Related Links: More insight from Marielle Segarra
Noble used to work in advertising. She came on the show in 2018 and talked to Molly Wood about that. Here’s a link to that episode and a video where she stresses that we should start thinking about the companies that make search engines, like Google, for what they are — ad companies. And that we should scrutinize them, and not just fall into the habit of thinking, well, this is a trusted public good.

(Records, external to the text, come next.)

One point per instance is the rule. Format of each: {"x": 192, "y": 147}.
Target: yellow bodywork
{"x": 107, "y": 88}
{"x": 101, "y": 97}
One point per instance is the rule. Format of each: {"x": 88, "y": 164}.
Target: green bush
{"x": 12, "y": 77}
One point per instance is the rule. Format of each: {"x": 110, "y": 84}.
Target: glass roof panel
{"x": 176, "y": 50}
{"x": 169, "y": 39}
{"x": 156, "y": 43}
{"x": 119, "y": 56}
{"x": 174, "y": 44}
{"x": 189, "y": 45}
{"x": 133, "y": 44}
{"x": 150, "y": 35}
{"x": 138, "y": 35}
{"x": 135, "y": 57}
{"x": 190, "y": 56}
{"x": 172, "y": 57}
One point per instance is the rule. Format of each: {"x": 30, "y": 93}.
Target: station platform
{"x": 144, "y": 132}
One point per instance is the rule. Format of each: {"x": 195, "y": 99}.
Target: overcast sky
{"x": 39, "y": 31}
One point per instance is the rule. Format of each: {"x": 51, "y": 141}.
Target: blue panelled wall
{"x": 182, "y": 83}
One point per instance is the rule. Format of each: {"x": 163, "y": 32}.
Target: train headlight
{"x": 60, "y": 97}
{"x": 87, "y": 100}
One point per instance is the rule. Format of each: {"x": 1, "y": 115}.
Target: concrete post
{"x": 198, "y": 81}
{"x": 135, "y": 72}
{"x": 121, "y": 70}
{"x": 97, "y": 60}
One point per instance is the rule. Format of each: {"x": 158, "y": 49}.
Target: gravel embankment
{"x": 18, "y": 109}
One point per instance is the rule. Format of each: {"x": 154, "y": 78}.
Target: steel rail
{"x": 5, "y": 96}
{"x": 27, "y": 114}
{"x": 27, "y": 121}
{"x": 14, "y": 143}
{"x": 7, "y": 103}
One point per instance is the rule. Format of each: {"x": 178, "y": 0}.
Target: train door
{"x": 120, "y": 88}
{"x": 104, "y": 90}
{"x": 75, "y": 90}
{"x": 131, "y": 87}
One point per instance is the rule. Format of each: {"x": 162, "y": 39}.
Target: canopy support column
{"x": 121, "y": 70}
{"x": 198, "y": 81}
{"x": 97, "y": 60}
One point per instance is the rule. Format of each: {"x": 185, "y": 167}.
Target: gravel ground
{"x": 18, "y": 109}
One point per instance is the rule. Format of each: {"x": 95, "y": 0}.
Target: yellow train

Noble has been doing this work for a long time. She went on an American Civil Liberties Union podcast to talk about it and said at least now a lot more people understand algorithmic bias. Ten years ago, professors with Ph.D.s would tell her computer code can’t discriminate. It’s just math, and math can’t be racist or sexist. But one example after another has shown the opposite.
In her book, she says that at one point, if you searched for the phrase “professional hairstyles for work” on Google, you’d get almost only pictures of white women. If you searched for unprofessional hairstyles, you’d get pictures of Black women with natural hair.
And we’ve been talking mainly about search engines, but biased algorithms are everywhere.
A couple years ago Amazon scrapped a recruiting tool that was screening out female job candidates, basically downvoting any resumes that included the word “women’s.” Another example: Researchers found that an algorithm used by many health care systems to decide when a patient should get more complex medical attention was biased against Black patients. And a federal study found that facial recognition software is much more likely to misidentify people of color and women, which can result in false arrests or lengthy interrogations of the wrong person.
What’s going to force change? Sometimes it’s public backlash. And in the future it could be actions by the federal government. Earlier this year, the Federal Trade Commission said there are laws it can use to hold companies accountable for racist or biased algorithms, like the Fair Credit Reporting Act, if an algorithm is used to deny someone a job, housing or credit.
The FTC also said that jargon about algorithms can make artificial intelligence seem “magical.” But really, it’s not. And there’s plenty that companies can do to watch out for bias, starting with a solid and representative dataset and testing their algorithms to see if they discriminate.
You know what else plays a role? The people who design the algorithms. Studies have shown that if you have a more diverse group of engineers, that can lead to a less biased product.